As we sat talking, several striped squirrels came out in sight into the firelight. There were hundreds of these little fellows there in the clearing, gathering the hazel nuts for their winter store. The hazel nuts were very large, nearly the size of those sold as filberts. The squirrels made their winter burrows in the ground about the old stumps. Kate had gathered a pint dipper full of the nuts before dark; and as we sat talking, we cracked them with round stones from the stream. Once we heard a great rushing and running, as of large animals through the bushes, at no great distance away.
"Hear the deer go!" Willis exclaimed.
Tom laughed. "We will pop over some of them to-morrow," said he. But he whispered to me a few minutes later, that he expected two bears were having a squabble over there in the brush. By and by we heard them running again; and this time they passed around to the south of our camping place, and we heard them go, splashing, through the stream and away into the woods on the other side. Willis jumped up and gave a loud so-ho! which resounded far across the darkened wilderness; and then for a time all the wild denizens of the forest seemed to remain quiet, as if listening to this unusual shout.

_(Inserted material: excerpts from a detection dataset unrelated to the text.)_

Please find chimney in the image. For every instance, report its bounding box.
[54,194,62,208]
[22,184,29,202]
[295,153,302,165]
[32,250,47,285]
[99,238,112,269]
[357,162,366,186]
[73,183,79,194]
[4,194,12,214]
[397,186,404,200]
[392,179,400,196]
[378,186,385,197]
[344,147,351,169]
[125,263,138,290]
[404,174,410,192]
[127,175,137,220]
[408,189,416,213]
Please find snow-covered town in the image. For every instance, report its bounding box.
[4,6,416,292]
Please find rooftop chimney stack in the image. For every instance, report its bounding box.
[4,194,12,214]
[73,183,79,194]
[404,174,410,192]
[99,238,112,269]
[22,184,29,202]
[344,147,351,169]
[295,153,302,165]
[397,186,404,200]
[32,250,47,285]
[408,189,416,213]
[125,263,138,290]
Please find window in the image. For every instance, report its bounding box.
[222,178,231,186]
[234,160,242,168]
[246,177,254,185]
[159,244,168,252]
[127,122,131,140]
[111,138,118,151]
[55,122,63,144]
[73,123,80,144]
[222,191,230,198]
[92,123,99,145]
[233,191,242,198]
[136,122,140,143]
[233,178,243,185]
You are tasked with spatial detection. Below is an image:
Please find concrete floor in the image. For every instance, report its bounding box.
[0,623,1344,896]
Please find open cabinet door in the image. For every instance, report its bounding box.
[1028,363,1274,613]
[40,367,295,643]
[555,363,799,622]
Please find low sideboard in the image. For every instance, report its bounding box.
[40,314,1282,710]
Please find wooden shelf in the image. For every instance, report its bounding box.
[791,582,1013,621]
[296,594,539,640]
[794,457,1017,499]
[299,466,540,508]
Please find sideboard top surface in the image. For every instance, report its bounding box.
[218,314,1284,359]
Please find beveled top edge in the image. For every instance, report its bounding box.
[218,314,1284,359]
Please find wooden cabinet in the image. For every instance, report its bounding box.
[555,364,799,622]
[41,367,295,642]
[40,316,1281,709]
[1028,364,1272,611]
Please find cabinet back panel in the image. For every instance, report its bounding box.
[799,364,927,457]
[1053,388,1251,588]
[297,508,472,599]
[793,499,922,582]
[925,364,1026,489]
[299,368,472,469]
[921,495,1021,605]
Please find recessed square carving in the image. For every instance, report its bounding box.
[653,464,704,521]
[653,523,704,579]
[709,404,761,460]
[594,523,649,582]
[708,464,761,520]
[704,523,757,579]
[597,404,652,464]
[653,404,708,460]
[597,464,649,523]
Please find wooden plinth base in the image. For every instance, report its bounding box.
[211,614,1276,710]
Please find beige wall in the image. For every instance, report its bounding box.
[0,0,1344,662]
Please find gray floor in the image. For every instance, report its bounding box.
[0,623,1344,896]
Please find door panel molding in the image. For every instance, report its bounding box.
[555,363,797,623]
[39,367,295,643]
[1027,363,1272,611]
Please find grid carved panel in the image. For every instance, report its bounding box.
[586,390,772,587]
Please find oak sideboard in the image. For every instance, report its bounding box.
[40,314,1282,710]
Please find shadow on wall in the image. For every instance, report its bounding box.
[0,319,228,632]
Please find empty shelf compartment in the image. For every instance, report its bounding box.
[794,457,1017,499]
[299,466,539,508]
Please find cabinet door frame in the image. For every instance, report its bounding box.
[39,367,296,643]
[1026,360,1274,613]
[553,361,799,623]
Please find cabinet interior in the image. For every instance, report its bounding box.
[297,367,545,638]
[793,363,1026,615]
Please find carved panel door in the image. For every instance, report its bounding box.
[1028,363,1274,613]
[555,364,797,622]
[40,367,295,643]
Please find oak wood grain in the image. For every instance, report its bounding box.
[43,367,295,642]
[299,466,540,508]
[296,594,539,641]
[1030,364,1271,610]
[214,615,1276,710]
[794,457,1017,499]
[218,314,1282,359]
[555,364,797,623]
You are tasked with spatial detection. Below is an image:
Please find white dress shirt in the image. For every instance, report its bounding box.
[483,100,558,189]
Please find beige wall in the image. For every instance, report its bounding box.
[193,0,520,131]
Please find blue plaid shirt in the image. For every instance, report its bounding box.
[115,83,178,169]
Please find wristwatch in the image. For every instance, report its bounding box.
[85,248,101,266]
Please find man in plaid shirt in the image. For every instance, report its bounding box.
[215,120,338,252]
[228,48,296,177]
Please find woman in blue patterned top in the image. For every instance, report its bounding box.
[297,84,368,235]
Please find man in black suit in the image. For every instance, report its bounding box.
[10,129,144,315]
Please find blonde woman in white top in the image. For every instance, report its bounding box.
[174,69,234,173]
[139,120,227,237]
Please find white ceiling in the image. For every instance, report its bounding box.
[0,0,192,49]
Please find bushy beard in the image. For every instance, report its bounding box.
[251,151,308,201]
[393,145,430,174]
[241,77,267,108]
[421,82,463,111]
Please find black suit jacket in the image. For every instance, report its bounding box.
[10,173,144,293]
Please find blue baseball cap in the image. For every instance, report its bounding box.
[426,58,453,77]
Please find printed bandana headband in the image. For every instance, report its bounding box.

"Oh, don't, Willis!" cried Ellen. "It seems as if you were telling all these wild creatures where we are!"
"So I am," said Willis; "if they want to call on us, they will find a load of buckshot all ready for them."
"What time is it, Kate?" Addison at length asked.
"Twenty-five minutes to ten," she replied.
"Well, we want to get an early start to-morrow morning," said Addison. "So I guess we had better go to bed and try to get as much sleep as we can. I'm for one."
"So am I," said Theodora. "But I don't believe I shall sleep much."
"Oh, you need not be the least bit afraid," said Addison.